Drive the neighborhood so you'll know if there's railroad tracks or an airport nearby before buying, he said. Research county, municipal and Arizona Department of Transportation maps and Web sites.

Then you won't end up like several hundred homeowners in Ahwatukee, many of whom claimed they knew nothing about the proposed South Mountain Freeway segment coming to their area, or thought it had been shelved, he said.

"You can go to ADOT's Web site and see any road that's ever even been thought about," Brown said.

Worried about whether your dream house is in the homeowner's association from hell? Stephanie Fee, an HOA adviser and assistant vice president at Capital Consultants Management Corp., said it's important to check out an HOA before buying in it.

Make sure the association has adequate reserve funds for maintenance projects, so you won't get hit with special assessments to pick up the tab, she said. Read the rules and design guidelines so you'll be sure to understand what you're getting into, and attend a meeting of the association's board of directors so you can meet who's in charge.

Steve Urie, a Gilbert Town Council member who owns a property management firm and invests in real estate, said he would never purchase land or property without first looking at planning and zoning maps.

"Call the planning office and ask them who's coming to the area, what's likely going to be there," he said.

If a vacant parcel is zoned for a Wal-Mart, and sized for a Wal-Mart or other big box retail, don't be surprised if that's what moves in, he said.

Even diligent research may not have prepared several Pinal County residents for the giant fissure cracks that opened up their properties after heavy rains in spring 2005.

A statewide map of earth fissures has never been created. The Queen Creek and Santan areas were last mapped in 1994.
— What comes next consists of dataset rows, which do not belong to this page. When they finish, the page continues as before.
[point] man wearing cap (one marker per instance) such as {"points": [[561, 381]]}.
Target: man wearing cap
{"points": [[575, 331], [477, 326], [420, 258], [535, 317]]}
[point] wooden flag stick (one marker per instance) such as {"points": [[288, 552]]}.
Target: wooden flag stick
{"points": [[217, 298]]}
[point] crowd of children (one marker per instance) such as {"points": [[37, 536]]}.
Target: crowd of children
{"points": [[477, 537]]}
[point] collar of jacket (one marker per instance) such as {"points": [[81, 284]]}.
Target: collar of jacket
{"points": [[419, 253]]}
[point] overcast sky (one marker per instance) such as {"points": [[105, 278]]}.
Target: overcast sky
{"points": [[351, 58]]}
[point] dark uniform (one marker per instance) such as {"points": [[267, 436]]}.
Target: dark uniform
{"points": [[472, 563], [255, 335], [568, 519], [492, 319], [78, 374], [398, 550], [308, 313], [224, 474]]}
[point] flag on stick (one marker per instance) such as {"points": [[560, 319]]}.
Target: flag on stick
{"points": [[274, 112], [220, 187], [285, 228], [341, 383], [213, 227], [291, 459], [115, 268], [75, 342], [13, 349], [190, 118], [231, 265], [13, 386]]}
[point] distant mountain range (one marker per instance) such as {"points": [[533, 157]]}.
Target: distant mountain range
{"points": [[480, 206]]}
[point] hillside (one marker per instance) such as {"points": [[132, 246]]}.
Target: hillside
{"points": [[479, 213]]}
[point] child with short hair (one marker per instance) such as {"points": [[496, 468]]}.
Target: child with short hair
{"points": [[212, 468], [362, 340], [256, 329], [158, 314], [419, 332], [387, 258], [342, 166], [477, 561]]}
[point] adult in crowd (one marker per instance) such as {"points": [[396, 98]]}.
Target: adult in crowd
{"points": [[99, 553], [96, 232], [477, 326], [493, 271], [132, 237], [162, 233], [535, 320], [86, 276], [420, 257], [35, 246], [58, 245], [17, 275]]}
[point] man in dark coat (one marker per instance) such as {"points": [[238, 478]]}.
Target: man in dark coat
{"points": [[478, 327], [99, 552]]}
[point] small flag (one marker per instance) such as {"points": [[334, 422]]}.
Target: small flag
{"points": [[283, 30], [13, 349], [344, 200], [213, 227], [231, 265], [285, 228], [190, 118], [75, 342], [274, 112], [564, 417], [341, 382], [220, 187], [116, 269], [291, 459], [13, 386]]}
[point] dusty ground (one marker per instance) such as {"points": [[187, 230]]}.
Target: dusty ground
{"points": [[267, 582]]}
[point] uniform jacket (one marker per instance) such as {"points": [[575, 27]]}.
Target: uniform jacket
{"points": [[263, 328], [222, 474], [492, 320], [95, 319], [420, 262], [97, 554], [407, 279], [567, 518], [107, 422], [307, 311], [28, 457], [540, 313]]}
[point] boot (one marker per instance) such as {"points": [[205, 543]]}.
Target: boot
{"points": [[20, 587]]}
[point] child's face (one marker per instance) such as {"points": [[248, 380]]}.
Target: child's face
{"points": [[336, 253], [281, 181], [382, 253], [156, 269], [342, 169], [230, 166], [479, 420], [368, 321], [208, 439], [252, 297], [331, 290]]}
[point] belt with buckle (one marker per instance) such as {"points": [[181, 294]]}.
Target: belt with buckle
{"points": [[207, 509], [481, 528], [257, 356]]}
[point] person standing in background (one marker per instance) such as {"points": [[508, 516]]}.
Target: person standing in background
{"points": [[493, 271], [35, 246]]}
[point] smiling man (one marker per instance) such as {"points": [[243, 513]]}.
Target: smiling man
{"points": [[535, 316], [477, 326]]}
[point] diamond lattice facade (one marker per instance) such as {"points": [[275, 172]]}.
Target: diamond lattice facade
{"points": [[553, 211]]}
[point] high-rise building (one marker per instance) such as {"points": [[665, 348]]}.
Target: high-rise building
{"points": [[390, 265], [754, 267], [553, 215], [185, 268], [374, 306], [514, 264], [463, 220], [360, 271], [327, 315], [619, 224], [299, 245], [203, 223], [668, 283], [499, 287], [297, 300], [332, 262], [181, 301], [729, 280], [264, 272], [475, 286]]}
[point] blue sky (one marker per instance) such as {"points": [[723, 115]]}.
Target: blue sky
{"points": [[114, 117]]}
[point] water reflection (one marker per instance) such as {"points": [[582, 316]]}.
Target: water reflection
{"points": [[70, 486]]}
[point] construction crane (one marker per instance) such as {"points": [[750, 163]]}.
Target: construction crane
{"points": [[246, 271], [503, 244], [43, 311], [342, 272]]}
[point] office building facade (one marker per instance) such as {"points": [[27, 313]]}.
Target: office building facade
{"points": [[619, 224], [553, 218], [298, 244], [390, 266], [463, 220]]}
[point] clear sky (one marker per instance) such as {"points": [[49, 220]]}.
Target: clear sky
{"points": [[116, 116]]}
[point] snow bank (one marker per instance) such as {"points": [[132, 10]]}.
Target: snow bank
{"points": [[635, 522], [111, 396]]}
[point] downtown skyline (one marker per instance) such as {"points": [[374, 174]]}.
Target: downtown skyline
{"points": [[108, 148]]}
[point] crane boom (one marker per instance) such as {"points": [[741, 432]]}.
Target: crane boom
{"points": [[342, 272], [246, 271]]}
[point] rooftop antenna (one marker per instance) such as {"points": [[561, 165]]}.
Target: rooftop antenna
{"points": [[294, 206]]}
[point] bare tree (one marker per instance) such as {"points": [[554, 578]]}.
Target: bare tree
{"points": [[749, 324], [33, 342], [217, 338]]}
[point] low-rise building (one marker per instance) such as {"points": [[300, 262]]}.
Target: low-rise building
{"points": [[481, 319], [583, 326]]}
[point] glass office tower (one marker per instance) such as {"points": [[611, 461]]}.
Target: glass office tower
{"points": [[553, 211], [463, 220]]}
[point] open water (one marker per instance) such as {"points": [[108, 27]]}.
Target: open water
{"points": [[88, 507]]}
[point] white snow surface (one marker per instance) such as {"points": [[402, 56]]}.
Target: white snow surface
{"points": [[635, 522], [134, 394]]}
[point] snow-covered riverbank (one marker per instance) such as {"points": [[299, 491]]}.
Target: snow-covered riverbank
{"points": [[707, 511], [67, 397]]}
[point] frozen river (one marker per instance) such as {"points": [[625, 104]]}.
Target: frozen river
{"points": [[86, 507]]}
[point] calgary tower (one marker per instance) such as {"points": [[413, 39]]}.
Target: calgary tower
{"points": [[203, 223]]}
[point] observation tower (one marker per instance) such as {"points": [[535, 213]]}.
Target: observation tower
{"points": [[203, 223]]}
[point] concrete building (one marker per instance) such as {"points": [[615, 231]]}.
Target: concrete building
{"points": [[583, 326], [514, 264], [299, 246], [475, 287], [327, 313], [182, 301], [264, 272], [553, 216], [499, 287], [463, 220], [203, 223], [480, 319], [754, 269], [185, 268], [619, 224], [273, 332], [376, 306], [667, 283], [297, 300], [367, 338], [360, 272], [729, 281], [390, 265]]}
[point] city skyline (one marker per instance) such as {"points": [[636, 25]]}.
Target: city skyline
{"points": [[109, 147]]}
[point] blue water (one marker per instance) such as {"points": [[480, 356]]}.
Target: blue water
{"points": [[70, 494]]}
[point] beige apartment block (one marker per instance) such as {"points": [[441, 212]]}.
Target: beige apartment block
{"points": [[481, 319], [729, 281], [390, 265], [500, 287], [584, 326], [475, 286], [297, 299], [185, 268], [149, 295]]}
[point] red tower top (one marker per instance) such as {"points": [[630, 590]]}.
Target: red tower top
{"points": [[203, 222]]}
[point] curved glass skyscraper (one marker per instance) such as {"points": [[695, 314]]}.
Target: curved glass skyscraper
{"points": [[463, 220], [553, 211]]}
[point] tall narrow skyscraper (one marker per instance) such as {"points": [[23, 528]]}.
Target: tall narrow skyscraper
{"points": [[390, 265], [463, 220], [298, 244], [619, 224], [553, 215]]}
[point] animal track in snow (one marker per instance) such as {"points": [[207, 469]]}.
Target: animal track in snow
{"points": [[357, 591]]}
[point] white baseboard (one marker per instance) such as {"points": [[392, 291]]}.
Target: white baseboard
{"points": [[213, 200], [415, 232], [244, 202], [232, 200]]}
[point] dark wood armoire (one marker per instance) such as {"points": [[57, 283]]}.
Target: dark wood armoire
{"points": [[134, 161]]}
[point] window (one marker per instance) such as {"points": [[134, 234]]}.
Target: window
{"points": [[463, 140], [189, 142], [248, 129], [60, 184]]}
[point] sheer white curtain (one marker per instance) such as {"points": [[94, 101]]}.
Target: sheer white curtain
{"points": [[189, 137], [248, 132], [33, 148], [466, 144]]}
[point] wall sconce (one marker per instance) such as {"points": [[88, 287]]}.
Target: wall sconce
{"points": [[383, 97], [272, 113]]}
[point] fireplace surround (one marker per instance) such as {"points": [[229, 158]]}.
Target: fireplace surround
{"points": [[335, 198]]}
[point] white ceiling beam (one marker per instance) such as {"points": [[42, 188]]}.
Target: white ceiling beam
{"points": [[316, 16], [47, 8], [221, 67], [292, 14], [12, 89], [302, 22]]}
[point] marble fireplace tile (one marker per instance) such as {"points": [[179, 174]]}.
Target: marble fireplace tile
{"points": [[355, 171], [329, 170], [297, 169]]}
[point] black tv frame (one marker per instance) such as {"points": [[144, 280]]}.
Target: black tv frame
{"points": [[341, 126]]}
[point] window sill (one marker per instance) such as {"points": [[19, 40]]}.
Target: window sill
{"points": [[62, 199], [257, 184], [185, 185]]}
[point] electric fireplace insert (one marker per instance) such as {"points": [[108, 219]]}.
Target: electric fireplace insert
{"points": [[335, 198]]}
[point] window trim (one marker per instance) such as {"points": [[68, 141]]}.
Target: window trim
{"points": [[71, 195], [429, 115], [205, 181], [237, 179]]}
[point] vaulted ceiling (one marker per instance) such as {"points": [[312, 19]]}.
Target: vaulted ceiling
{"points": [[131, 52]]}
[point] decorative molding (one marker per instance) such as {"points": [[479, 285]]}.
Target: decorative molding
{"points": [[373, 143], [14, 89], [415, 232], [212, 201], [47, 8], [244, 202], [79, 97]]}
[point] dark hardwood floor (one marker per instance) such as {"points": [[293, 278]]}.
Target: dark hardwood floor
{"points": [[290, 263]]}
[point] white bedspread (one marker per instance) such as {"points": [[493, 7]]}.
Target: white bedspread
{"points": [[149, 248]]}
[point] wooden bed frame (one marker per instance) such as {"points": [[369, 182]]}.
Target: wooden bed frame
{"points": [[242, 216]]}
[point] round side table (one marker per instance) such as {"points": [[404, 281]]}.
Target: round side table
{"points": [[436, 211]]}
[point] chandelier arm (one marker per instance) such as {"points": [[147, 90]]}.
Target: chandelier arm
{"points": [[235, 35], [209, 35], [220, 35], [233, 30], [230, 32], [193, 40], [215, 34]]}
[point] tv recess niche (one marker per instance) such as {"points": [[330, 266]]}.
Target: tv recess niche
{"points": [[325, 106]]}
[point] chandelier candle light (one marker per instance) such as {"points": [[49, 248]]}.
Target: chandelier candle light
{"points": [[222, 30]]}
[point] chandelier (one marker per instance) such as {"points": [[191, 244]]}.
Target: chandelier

Outcry from the fissures that opened up on properties in that area last year has prompted the Arizona Association of Realtors and some elected officials to draft a bill to ensure that buyers receive truthful information about land fissures when they purchase property.

In Chandler, recent tests at a 44-year-old Santan Honeywell jet engine facility about two miles south of the city resurrected neighborhood angst over the noise and how much was disclosed to home buyers. In 2003, neighbors filed two lawsuits in Maricopa County Superior Court against builders who failed to include the jet testing in reports.

The lessons? Don't count on sellers, agents or developers to disclose everything, experts say.

Several homeowners in Gilbert's Power Ranch were upset last year when an apartment complex built in their neighborhood turned out to include low-income housing, not the "luxury condominiums" many residents claimed they were told about. Plans to set aside as much as 90 percent of the units at the San Clemente apartment complex for low-income individuals were on the books for at least a year before many of the Power Ranch residents had even purchased their homes.

"You can't always depend on what you're told," Fee said.

Never purchase property without thoroughly understanding how it is zoned and what can and cannot be built on it.

Also, research the disposition of the planning department and communities nearby: do they listen to residents, or cave to developers?

The best weapon is due diligence combined with the buyers' eyes and ears, Brown said.

Donna Valenzuela said her family is happy in Rancho Del Ray, and they feel comfortable buying a house there now.

"You have to find a neighborhood where you feel safe," she said. "And I have really good neighbors."